Saudis Race to Restore Oil Output After Aramco Attacks

September 15th, 2019

Flashback: Trump and Saudi Arabia Both Want Higher Oil Prices

Mission accomplished.

Via: Bloomberg:

Saudi Arabia is racing to restore oil production after a brazen drone strike on a key Aramco facility slashed its output by half, or about 5% of world supply, an assault that the U.S. has blamed on Iran.

State energy producer Saudi Aramco lost about 5.7 million barrels per day of output after 10 unmanned aerial vehicles on Saturday struck the world’s biggest crude-processing facility in Abqaiq and the kingdom’s second-biggest oil field in Khurais, the company said.

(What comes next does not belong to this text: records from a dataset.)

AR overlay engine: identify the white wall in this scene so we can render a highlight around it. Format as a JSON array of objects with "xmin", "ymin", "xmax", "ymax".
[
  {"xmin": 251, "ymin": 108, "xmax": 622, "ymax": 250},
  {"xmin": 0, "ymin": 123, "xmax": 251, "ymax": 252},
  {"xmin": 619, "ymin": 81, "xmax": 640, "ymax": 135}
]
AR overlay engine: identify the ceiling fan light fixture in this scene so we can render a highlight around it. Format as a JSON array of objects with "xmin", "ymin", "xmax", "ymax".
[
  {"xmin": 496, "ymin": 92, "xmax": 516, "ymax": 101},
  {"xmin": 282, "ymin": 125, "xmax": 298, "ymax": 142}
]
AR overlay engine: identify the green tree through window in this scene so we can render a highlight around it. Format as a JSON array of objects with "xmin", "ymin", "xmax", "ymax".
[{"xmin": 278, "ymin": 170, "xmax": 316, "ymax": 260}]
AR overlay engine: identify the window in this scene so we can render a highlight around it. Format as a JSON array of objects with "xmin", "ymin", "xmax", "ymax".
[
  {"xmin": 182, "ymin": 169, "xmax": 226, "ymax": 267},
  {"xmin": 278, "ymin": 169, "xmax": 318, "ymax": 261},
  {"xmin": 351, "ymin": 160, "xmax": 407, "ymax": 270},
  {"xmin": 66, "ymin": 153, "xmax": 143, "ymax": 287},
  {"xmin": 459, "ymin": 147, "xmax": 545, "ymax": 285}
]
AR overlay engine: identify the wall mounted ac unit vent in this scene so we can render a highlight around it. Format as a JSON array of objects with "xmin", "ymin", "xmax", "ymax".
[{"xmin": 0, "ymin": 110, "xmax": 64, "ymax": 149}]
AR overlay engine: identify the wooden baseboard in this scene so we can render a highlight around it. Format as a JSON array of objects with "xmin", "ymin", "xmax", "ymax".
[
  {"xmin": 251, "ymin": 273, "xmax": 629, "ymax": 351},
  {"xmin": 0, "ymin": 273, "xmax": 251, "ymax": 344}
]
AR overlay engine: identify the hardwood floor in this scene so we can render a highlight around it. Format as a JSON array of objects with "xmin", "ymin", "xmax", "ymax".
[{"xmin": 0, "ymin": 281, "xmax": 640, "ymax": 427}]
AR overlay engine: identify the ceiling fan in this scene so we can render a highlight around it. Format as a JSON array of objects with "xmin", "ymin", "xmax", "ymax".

Aramco would need weeks to restore full production capacity to a normal level, according to people familiar with the matter. The producer however can restore significant volume of oil production within days, they said. Aramco could consider declaring force majeure on some international shipments if the resumption of full capacity at Abqaiq takes weeks, they said.

The attack will likely rattle oil markets and cast a shadow on Aramco’s preparations for what could be the world’s biggest stake sale. It’s also set to escalate a showdown pitting Saudi Arabia and the U.S. against Iran, which backs proxy groups from Yemen to Iran and Lebanon.

Saudi Aramco, which pumped about 9.8 million barrels a day in August, will be able to keep customers supplied for several weeks by drawing on a global storage network.

The Saudis hold millions of barrels in tanks in the kingdom itself, plus three strategic locations around the world: Rotterdam in the Netherlands, Okinawa in Japan, and Sidi Kerir on the Mediterranean coast of Egypt.

For the global oil market, the 5.7 million barrels a day outage is the worst single and sudden supply disruption ever, surpassing the loss of Kuwaiti and Iraqi petroleum supply in August 1990, and the loss of Iranian oil output in 1979 during the Islamic Revolution, according to data from the U.S. Energy Department.

The U.S. Department of Energy said it’s prepared to dip into the Strategic Petroleum Oil Reserves if necessary to offset any market disruption.